Quality assurance in the cell: preventing defective protein blueprints

Two molecular control factors play a decisive role in what is known as splicing, the cutting and assembly of mature messenger RNA – a prerequisite for protein synthesis in the cell. The poorly characterized factors are crucial to ensuring that the molecular machine responsible for splicing is working correctly. A research team led by Prof. Dr Ed Hurt at the Heidelberg University Biochemistry Center has deciphered how the two cellular quality inspectors work. The team collaborated with researchers from Fudan University in Shanghai (China).

As basic building blocks of cells, proteins have vital functions in the organism. The instructions for their synthesis are found in the DNA. So that an exact blueprint for each protein can reach the production site in the cell, the information from the genome must be copied into messenger RNA, or mRNA for short. First, a precursor mRNA (pre-mRNA) is formed that contains both coding information for the protein (exons) as well as non-coding segments (introns). The introns need to be cut out of the pre-mRNA in the cell nucleus and the exons reconnected at the interfaces. This process is known as splicing. Ultimately, the spliced messenger RNA consists of only protein-encoding exons.

Splicing is catalyzed by a large molecular machine. This spliceosome is made up of variety of protein and RNA components, and for each splicing process, it is reassembled at the sites where an exon joins an intron and the intron in turn connects to another exon. It is absolutely vital that the splicing complex accurately recognizes exon-intron-exon junctions so the needed cuts can be made accurately. “The precise functioning of this molecular machine has already been well researched. What remained unclear, however, was whether the spliceosome can recognize and reject a precursor mRNA with a non-authentic splice site,” explains Prof. Hurt.

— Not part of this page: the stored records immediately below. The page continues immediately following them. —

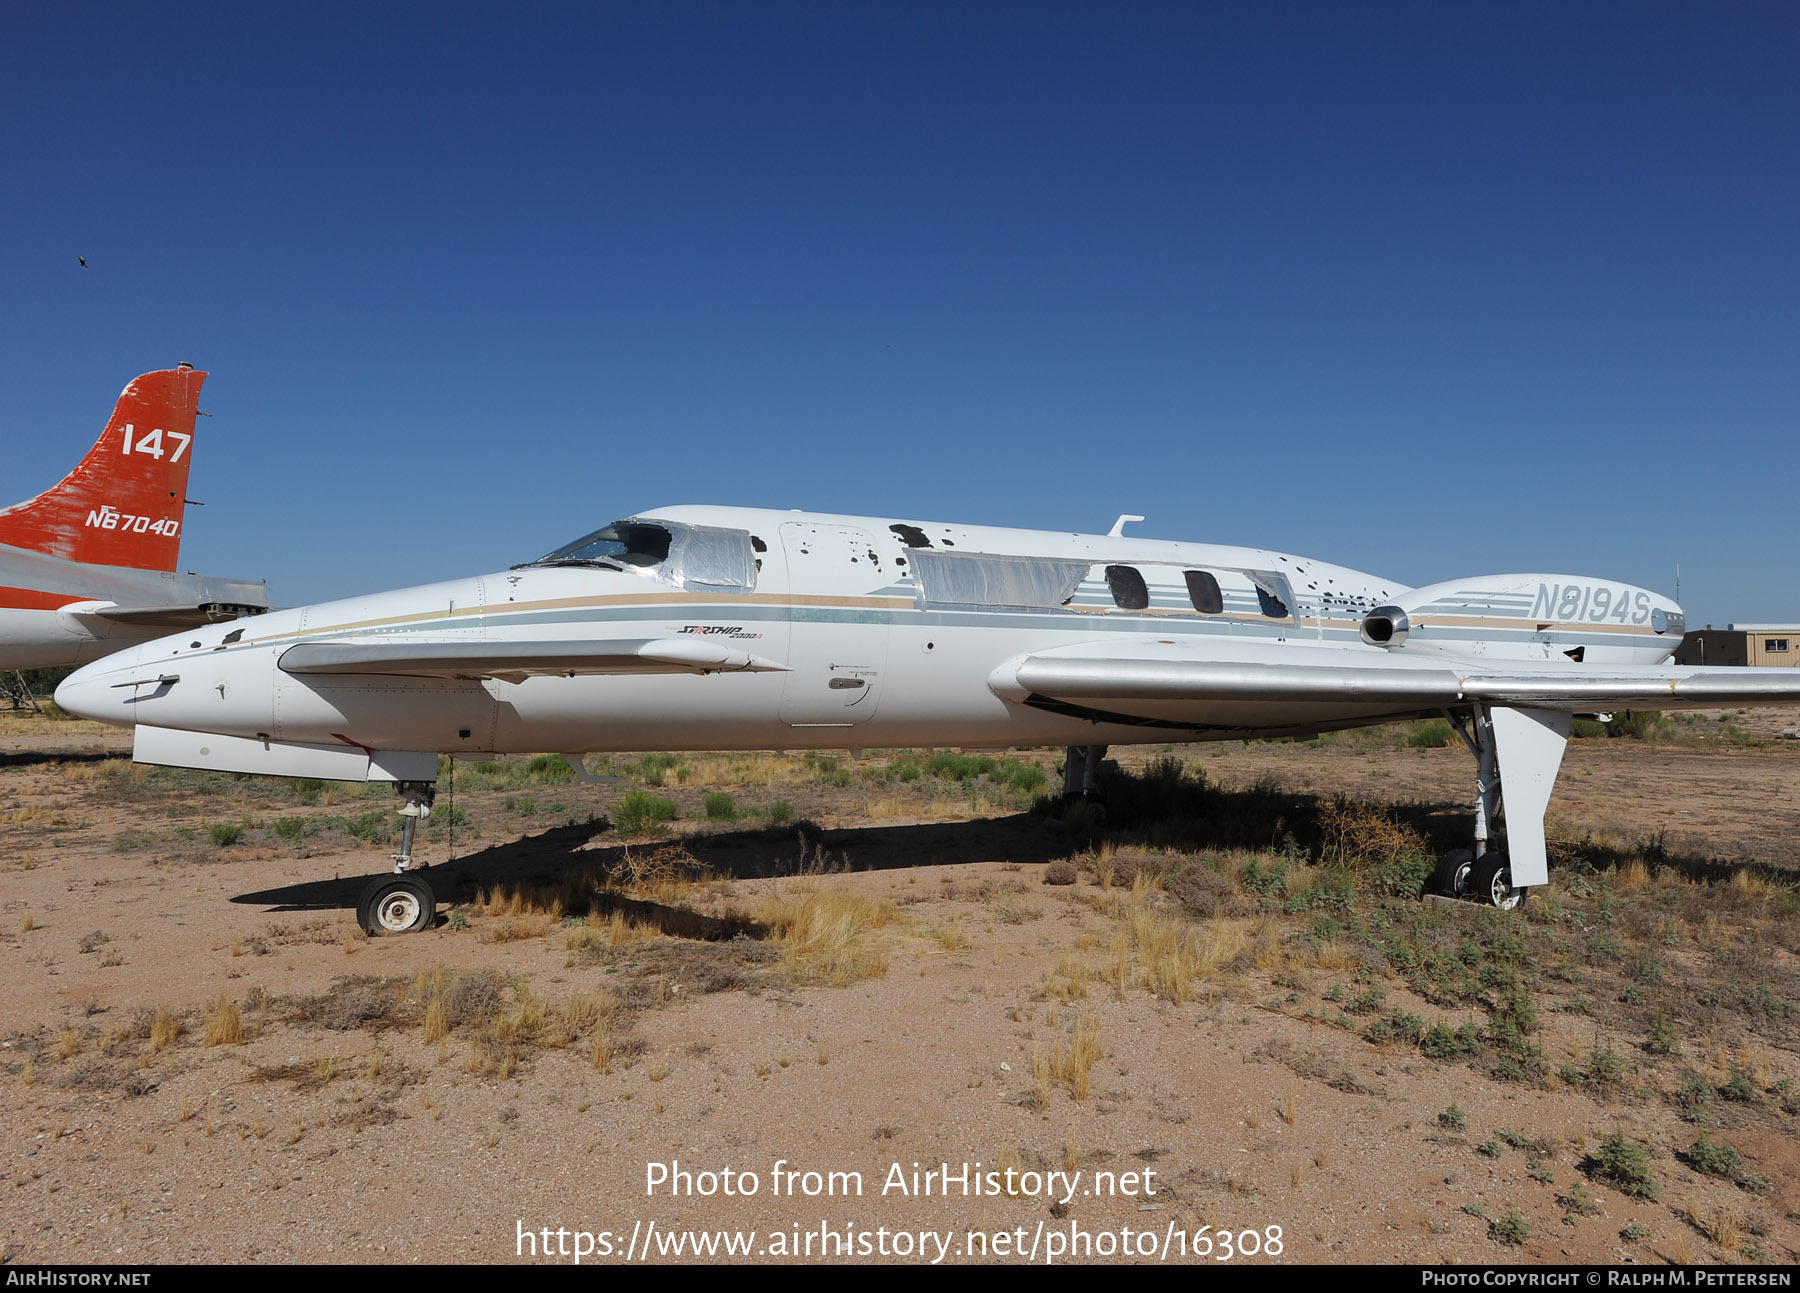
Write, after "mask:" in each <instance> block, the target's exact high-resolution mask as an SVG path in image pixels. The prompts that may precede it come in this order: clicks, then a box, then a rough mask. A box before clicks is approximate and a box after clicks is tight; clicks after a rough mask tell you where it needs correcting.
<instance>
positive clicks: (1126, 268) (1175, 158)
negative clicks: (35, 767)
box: [0, 2, 1800, 623]
mask: <svg viewBox="0 0 1800 1293" xmlns="http://www.w3.org/2000/svg"><path fill="white" fill-rule="evenodd" d="M5 61H7V76H5V77H0V113H4V119H5V122H7V130H5V131H4V133H0V158H4V164H5V176H7V180H5V200H4V203H0V231H4V243H0V245H4V265H0V301H4V303H5V306H4V310H0V330H4V337H5V348H7V353H9V357H11V360H13V362H11V366H9V367H11V376H9V380H5V382H4V385H0V438H4V443H5V448H7V472H5V479H7V481H9V483H11V492H9V497H7V499H5V501H13V499H22V497H25V495H29V493H32V492H36V490H38V488H43V486H47V484H50V483H52V481H54V479H58V477H59V475H61V474H63V470H67V468H68V466H70V465H72V463H74V461H76V457H77V456H79V454H81V452H83V450H85V448H86V447H88V445H90V443H92V438H94V436H95V434H97V432H99V427H101V423H103V420H104V416H106V412H108V411H110V407H112V400H113V396H115V394H117V391H119V387H121V385H122V384H124V382H126V380H128V378H130V376H131V375H135V373H140V371H146V369H151V367H167V366H171V364H175V362H176V360H191V362H194V364H196V366H200V367H205V369H209V371H211V373H212V378H211V380H209V384H207V393H205V398H203V407H205V409H207V411H209V412H212V414H214V418H212V420H211V421H203V423H202V434H203V436H205V439H203V441H202V443H200V445H198V450H196V461H194V479H193V488H191V492H193V497H196V499H203V501H205V502H207V506H205V508H203V510H196V511H191V513H189V526H187V540H185V547H184V565H187V567H191V569H198V571H203V573H212V574H238V576H254V578H268V583H270V591H272V594H274V598H275V601H277V603H284V605H293V603H301V601H313V600H322V598H329V596H338V594H349V592H358V591H369V589H380V587H394V585H401V583H412V582H425V580H432V578H446V576H454V574H468V573H475V571H484V569H497V567H502V565H506V564H509V562H515V560H527V558H531V556H535V555H538V553H542V551H545V549H549V547H553V546H556V544H560V542H562V540H565V538H571V537H574V535H578V533H581V531H585V529H590V528H594V526H598V524H603V522H605V520H610V519H614V517H621V515H628V513H632V511H637V510H644V508H652V506H659V504H670V502H736V504H749V506H776V508H819V510H833V511H866V513H875V515H895V517H907V519H945V520H968V522H994V524H1019V526H1040V528H1051V529H1102V531H1103V529H1105V528H1107V526H1109V524H1111V522H1112V517H1114V515H1118V513H1120V511H1138V513H1145V515H1147V517H1148V519H1150V520H1148V522H1147V524H1145V526H1139V528H1138V529H1139V531H1141V533H1147V535H1156V537H1166V538H1204V540H1219V542H1246V544H1265V546H1273V547H1282V549H1287V551H1298V553H1305V555H1312V556H1321V558H1327V560H1336V562H1343V564H1348V565H1355V567H1361V569H1370V571H1377V573H1382V574H1386V576H1390V578H1395V580H1402V582H1408V583H1426V582H1433V580H1438V578H1453V576H1458V574H1476V573H1494V571H1552V573H1562V571H1575V573H1589V574H1600V576H1611V578H1622V580H1631V582H1636V583H1643V585H1649V587H1656V589H1660V591H1667V592H1672V591H1674V571H1676V564H1679V565H1681V598H1683V601H1685V605H1687V609H1688V614H1690V621H1696V623H1705V621H1715V623H1724V621H1728V619H1778V618H1787V619H1800V576H1796V562H1795V555H1793V551H1791V546H1789V542H1787V533H1789V529H1791V517H1793V511H1795V504H1793V484H1795V470H1793V468H1795V448H1793V447H1795V439H1796V436H1795V432H1796V409H1800V366H1796V360H1800V317H1796V301H1800V292H1796V288H1800V250H1796V231H1800V166H1796V142H1800V140H1796V135H1800V79H1796V77H1795V74H1793V68H1795V67H1796V65H1800V9H1795V7H1793V5H1778V4H1768V5H1760V4H1724V5H1661V4H1629V5H1627V4H1616V5H1570V4H1543V5H1537V4H1507V5H1499V4H1458V5H1445V4H1368V5H1350V4H1325V5H1307V4H1233V5H1224V4H1217V5H1208V4H1166V5H1165V4H1107V5H1098V4H1087V5H1066V4H1021V5H1012V4H956V5H950V4H778V2H770V4H680V2H675V4H666V2H659V4H653V5H652V4H639V5H625V4H612V5H601V4H585V5H508V7H502V5H491V7H475V5H455V4H437V5H326V4H308V5H284V7H283V5H272V4H270V5H241V4H239V5H207V4H189V5H184V7H180V9H175V11H169V9H166V7H151V5H119V7H112V5H85V4H68V5H40V7H31V9H18V11H13V13H9V18H7V59H5ZM77 256H86V258H88V265H90V268H86V270H81V268H79V267H77V263H76V258H77Z"/></svg>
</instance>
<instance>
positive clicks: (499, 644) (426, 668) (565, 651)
mask: <svg viewBox="0 0 1800 1293" xmlns="http://www.w3.org/2000/svg"><path fill="white" fill-rule="evenodd" d="M279 666H281V670H283V672H284V674H295V675H319V674H358V675H391V677H455V679H482V677H493V679H502V681H506V683H522V681H524V679H527V677H538V675H542V677H574V675H578V674H763V672H772V670H785V668H787V666H785V665H776V663H772V661H767V659H761V657H760V656H751V654H749V652H743V650H736V648H733V647H725V645H724V643H716V641H707V639H706V637H630V639H612V641H522V643H504V641H479V639H477V641H407V643H383V641H310V643H297V645H293V647H288V650H284V652H281V659H279Z"/></svg>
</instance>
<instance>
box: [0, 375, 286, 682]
mask: <svg viewBox="0 0 1800 1293" xmlns="http://www.w3.org/2000/svg"><path fill="white" fill-rule="evenodd" d="M205 378H207V375H205V373H200V371H196V369H194V366H193V364H182V366H180V367H173V369H166V371H162V373H144V375H142V376H139V378H137V380H135V382H131V384H130V385H128V387H126V389H124V391H122V393H121V394H119V405H117V407H115V409H113V416H112V420H110V421H108V423H106V430H103V432H101V438H99V441H97V443H95V445H94V448H92V450H88V456H86V457H83V459H81V463H79V465H76V470H74V472H70V474H68V475H67V477H63V481H61V483H59V484H56V486H52V488H49V490H45V492H43V493H40V495H38V497H36V499H31V501H29V502H20V504H16V506H11V508H5V510H0V670H9V668H45V666H52V665H81V663H85V661H92V659H99V657H101V656H106V654H108V652H115V650H119V648H121V647H130V645H135V643H144V641H149V639H151V637H160V636H162V634H166V632H169V630H171V628H182V627H191V625H209V623H218V621H220V619H230V618H236V616H243V614H256V612H261V610H268V589H266V587H265V585H263V583H250V582H248V580H220V578H211V576H203V574H178V573H176V569H175V565H176V558H178V555H180V547H182V517H184V511H185V504H187V468H189V465H191V463H193V454H189V448H193V441H194V418H196V412H198V411H196V407H194V405H196V402H198V398H200V384H202V382H205Z"/></svg>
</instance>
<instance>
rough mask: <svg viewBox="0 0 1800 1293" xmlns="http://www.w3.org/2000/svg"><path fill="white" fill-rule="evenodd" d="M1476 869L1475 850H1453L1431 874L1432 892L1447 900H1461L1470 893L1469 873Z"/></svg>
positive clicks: (1454, 848)
mask: <svg viewBox="0 0 1800 1293" xmlns="http://www.w3.org/2000/svg"><path fill="white" fill-rule="evenodd" d="M1472 868H1474V850H1471V848H1453V850H1451V852H1447V854H1444V857H1440V859H1438V868H1436V870H1435V872H1431V891H1433V893H1442V895H1444V897H1447V899H1460V897H1463V895H1465V893H1467V891H1469V872H1471V870H1472Z"/></svg>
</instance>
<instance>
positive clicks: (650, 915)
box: [232, 787, 1778, 938]
mask: <svg viewBox="0 0 1800 1293" xmlns="http://www.w3.org/2000/svg"><path fill="white" fill-rule="evenodd" d="M1321 798H1323V796H1318V794H1307V792H1285V791H1273V789H1269V787H1255V789H1247V791H1220V789H1217V787H1210V789H1208V791H1206V794H1204V798H1202V800H1197V801H1195V803H1193V805H1190V809H1192V812H1177V814H1175V816H1168V818H1163V816H1157V814H1156V812H1150V810H1145V812H1139V814H1130V816H1127V823H1129V821H1130V819H1132V816H1136V818H1138V821H1139V825H1138V827H1136V828H1125V830H1121V832H1109V836H1112V837H1116V839H1120V841H1121V843H1134V841H1143V843H1152V845H1156V846H1166V848H1172V850H1175V852H1190V854H1192V852H1208V850H1220V848H1222V850H1231V848H1249V850H1271V848H1273V850H1280V848H1282V846H1283V843H1287V841H1289V839H1292V845H1294V846H1296V848H1298V850H1300V852H1301V854H1303V855H1307V857H1312V859H1318V857H1319V855H1321V843H1323V841H1321V830H1319V809H1321ZM1136 807H1139V809H1148V807H1150V805H1148V803H1143V805H1136ZM1386 812H1391V814H1393V816H1395V818H1397V819H1399V821H1402V823H1408V825H1411V827H1413V828H1415V830H1417V832H1418V836H1420V837H1424V841H1427V848H1429V850H1431V854H1433V855H1436V854H1442V852H1444V850H1447V848H1465V846H1467V845H1469V841H1471V839H1472V834H1474V832H1472V827H1474V818H1472V814H1471V812H1469V809H1467V807H1465V805H1458V803H1411V805H1393V807H1390V809H1386ZM608 828H610V823H607V821H603V819H601V821H592V823H583V825H567V827H551V828H549V830H542V832H538V834H535V836H526V837H522V839H515V841H508V843H504V845H490V846H486V848H479V850H475V852H472V854H463V855H461V857H455V859H454V861H445V863H436V864H430V866H425V868H423V870H421V875H423V877H425V879H427V881H428V882H430V884H432V888H434V890H436V893H437V900H439V902H441V904H448V906H455V904H464V902H473V900H475V899H477V897H479V895H481V891H484V890H486V891H491V890H495V888H499V886H506V888H509V890H511V888H518V886H527V888H540V890H542V888H560V890H563V891H569V893H571V899H572V900H590V899H589V895H590V893H594V890H592V888H590V886H589V882H590V881H596V879H603V877H607V875H614V873H619V872H621V870H628V868H630V864H632V857H634V855H635V857H639V859H643V857H644V855H653V854H655V852H657V850H675V848H680V850H686V852H688V854H691V855H693V857H695V859H698V861H700V863H702V864H704V866H706V868H707V872H711V873H713V875H718V877H725V879H763V877H779V875H801V873H832V872H846V873H855V872H884V870H898V868H907V866H954V864H965V863H994V861H999V863H1017V864H1028V863H1049V861H1055V859H1058V857H1067V855H1069V854H1071V852H1078V850H1080V848H1082V846H1084V845H1085V843H1087V841H1085V839H1080V841H1078V839H1076V837H1073V836H1071V832H1069V828H1067V827H1066V825H1064V823H1060V821H1055V819H1049V818H1044V816H1037V814H1030V812H1022V814H1015V816H1010V818H988V819H977V821H945V823H920V825H895V827H880V825H869V827H851V828H844V830H821V828H817V827H812V825H810V823H797V825H794V827H783V828H769V830H727V832H718V834H704V836H689V837H682V839H679V841H675V839H670V841H639V843H616V845H607V846H603V848H596V846H592V841H594V837H596V836H599V834H603V832H605V830H608ZM1496 845H1498V846H1499V848H1505V839H1499V841H1496ZM443 850H445V845H443V843H441V841H432V843H430V845H428V846H427V848H425V850H421V852H423V854H425V857H427V859H430V855H432V854H439V855H441V854H443ZM1552 852H1553V854H1557V848H1553V850H1552ZM1631 859H1642V861H1645V863H1647V864H1651V866H1652V868H1670V870H1676V872H1679V873H1683V875H1687V877H1688V879H1694V881H1705V882H1721V881H1726V879H1730V875H1732V873H1733V872H1735V870H1742V868H1744V864H1742V863H1724V861H1715V859H1706V857H1699V855H1672V854H1669V852H1667V850H1663V846H1661V841H1660V837H1656V839H1651V841H1645V843H1642V845H1631V846H1624V848H1620V846H1611V845H1606V843H1598V841H1591V839H1588V841H1580V843H1575V845H1568V846H1564V850H1562V855H1561V857H1557V861H1555V863H1553V866H1555V868H1557V870H1561V872H1568V870H1571V868H1579V870H1589V872H1600V870H1609V868H1613V866H1618V864H1622V863H1625V861H1631ZM1750 870H1753V872H1769V873H1771V875H1773V873H1777V872H1778V868H1769V866H1766V864H1760V863H1751V864H1750ZM374 873H380V872H367V873H358V875H344V877H335V879H329V881H310V882H302V884H288V886H281V888H274V890H259V891H256V893H241V895H238V897H234V899H232V902H238V904H245V906H261V908H268V909H272V911H331V909H355V908H356V900H358V897H360V895H362V890H364V886H365V884H367V882H369V881H371V879H373V875H374ZM594 906H599V909H601V911H603V913H610V911H612V909H623V911H625V913H626V915H628V917H630V918H632V920H653V922H655V924H659V926H661V927H662V929H664V931H666V933H673V935H684V936H698V938H718V936H731V933H756V931H754V929H749V927H747V926H743V924H738V926H725V924H722V922H716V920H711V918H709V917H702V915H698V913H693V911H688V909H686V908H677V906H666V904H648V902H641V900H637V899H625V897H621V895H616V893H614V895H607V897H605V899H601V900H598V902H594ZM571 909H572V908H571ZM581 909H583V911H585V909H589V908H587V906H583V908H581Z"/></svg>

In studies with spliceosomes of the filamentous fungus Chaetomium thermophilum, the researchers were able to show that two proteins, GPATCH1 and DHX35, are crucial contributors to the precision of the splicing process. They succeeded once they were able to isolate the splicing complexes of the fungus that were in the midst of quality control and busy with rejecting a defective pre-mRNA. “When problems arise before the initial cut, the two proteins rush to the spliceosome to aid as quality controllers,” explains postdoc Dr Paulina Fisher. If the pre-mRNA is defective, GPATCH1 recognizes that the spliceosome should discontinue its work. As a second factor, DHX35 strips away the unsuitable precursor mRNA and eliminates it. Afterwards, the spliceosome itself is disassembled back into its individual parts, making it available for a new round of splicing.

“As cellular quality controllers, these two molecular control factors prevent a defective protein from potentially being manufactured from incorrectly spliced mRNA,” states the scientist. The researchers hope their findings will provide a better understanding of the mechanisms that ensure the accuracy of the splicing process. “They are also of clinical relevance, because defective splicing is associated with various diseases, among them cancer as well genetic and neurodegenerative diseases,” explains Ed Hurt. Along with the structural biologists from Shanghai, the Heidelberg biochemists also collaborated with a research group at the Max Planck Institute for Multidisciplinary Sciences in Göttingen.

Prof. Hurt’s research was conducted with funding from his ERC Advanced Grant. Other funds came from the National Key R&D Program of China, the National Natural Science Foundation of China, and the Shanghai Municipal Science and Technology Commission. The results of the research were published in the journal “Cell Research”.